CONSIDERATION OF FLOWS AND PRESSURES IN THE HYDROGEN MANIFOLDS OF THE NPDGAMMA HYDROGEN TARGET SYSTEM

Revision 0.00 Prepared: H. Nann, Indiana University, October 2011 Checked : Z. Tang, Indiana University, October Approved: S. Penttila, ORNL, October 11, 2011 1.0 Scope

We briefly consider the hydrogen flows and pressures in the hydrogen supply and gas-handling manifolds, where hydrogen gas (H2) flow is controlled by regulators, flow-control valves, restrictive flow orifice devices, and pressure limiting relief valves.

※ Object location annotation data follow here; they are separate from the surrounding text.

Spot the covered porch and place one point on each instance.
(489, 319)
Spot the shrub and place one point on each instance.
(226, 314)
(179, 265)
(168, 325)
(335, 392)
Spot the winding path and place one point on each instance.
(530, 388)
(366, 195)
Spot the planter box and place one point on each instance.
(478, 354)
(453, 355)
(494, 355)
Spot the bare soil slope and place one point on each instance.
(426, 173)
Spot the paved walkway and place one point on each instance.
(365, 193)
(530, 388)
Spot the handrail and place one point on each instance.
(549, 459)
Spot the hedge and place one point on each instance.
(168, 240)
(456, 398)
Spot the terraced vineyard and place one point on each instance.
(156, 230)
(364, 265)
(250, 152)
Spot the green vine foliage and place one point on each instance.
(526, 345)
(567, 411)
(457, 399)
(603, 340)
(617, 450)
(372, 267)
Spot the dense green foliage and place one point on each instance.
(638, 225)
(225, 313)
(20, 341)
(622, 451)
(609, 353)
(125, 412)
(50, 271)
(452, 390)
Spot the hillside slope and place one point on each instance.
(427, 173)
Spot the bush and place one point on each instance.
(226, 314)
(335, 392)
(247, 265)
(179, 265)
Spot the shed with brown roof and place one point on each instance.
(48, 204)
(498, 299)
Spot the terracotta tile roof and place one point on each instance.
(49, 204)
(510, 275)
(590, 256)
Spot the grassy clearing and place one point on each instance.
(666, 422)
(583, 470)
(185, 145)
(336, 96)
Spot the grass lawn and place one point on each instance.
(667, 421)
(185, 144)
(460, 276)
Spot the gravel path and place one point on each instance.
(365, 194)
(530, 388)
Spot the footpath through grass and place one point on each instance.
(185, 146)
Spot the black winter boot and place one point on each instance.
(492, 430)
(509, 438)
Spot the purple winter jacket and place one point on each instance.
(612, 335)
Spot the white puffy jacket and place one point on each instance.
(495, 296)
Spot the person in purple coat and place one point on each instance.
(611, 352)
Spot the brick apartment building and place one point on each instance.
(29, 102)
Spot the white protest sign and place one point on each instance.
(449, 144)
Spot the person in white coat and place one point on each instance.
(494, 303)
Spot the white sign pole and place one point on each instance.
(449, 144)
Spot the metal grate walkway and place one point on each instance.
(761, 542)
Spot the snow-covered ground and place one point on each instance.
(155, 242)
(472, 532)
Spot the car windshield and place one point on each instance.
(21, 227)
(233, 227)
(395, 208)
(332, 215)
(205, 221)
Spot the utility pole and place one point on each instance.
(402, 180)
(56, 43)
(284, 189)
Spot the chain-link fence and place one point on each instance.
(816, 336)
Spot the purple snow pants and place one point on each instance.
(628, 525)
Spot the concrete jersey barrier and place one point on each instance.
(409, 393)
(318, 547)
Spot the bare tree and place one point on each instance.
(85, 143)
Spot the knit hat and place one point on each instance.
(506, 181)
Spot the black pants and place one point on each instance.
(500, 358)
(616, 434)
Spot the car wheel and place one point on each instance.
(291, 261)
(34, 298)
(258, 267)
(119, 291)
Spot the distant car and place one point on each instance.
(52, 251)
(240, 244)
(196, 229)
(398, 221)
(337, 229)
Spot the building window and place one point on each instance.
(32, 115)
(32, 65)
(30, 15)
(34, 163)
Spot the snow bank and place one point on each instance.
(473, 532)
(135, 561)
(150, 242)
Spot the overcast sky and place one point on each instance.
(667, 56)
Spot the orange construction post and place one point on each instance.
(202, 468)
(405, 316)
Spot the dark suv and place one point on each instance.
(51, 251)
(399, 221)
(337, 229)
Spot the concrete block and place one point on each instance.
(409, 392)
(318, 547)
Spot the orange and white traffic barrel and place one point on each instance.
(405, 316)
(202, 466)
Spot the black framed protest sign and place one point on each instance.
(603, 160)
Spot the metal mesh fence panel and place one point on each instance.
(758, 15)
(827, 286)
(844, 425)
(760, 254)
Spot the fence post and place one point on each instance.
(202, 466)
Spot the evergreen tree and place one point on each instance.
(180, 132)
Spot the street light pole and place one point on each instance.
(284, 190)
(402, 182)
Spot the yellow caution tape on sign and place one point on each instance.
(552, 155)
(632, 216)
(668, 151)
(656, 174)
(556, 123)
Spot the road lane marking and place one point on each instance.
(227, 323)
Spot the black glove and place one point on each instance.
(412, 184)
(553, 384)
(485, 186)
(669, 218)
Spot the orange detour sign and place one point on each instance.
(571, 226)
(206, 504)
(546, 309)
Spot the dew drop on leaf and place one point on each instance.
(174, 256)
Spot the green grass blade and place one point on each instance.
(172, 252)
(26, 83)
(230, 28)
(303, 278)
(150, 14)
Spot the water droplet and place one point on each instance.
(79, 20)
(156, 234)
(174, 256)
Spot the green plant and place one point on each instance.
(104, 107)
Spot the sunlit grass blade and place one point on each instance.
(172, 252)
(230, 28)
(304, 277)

We will show that proposed flow restrictors and relief valves protect the piping and the manifolds for pressures above the defined operating pressures. The function of the restrictive flow orifice devices is to passively limit flows nominally to 20 SLPM (standard liter per minute) out from the manifolds or below. The maximum hydrogen flow rate into the target vessel can be only about 20 SLPM defined by cooling capacity of the cryo-coolers. The hydrogen gas is flowing in the supply and gas-handling manifolds and connecting lines only during the target filling process that takes less than two days. The estimate for the nominal frequency of the filling is once per two months. During the times when the target is operational, the manifolds and lines are filled with helium gas. 2.0 Piping and flow diagram

Appendix 1 shows the full piping and flow diagram of the NPDGamma LH2 target system (FUND13NPDG24F8U8713A001.pdf). In the calculations we have used the Bates Internal Report # 90-02 [1], the Crane Technical Paper No. 410 [2], sources found in the literature especially for consideration of restrictive flows in orifices, and information from the manufacturers.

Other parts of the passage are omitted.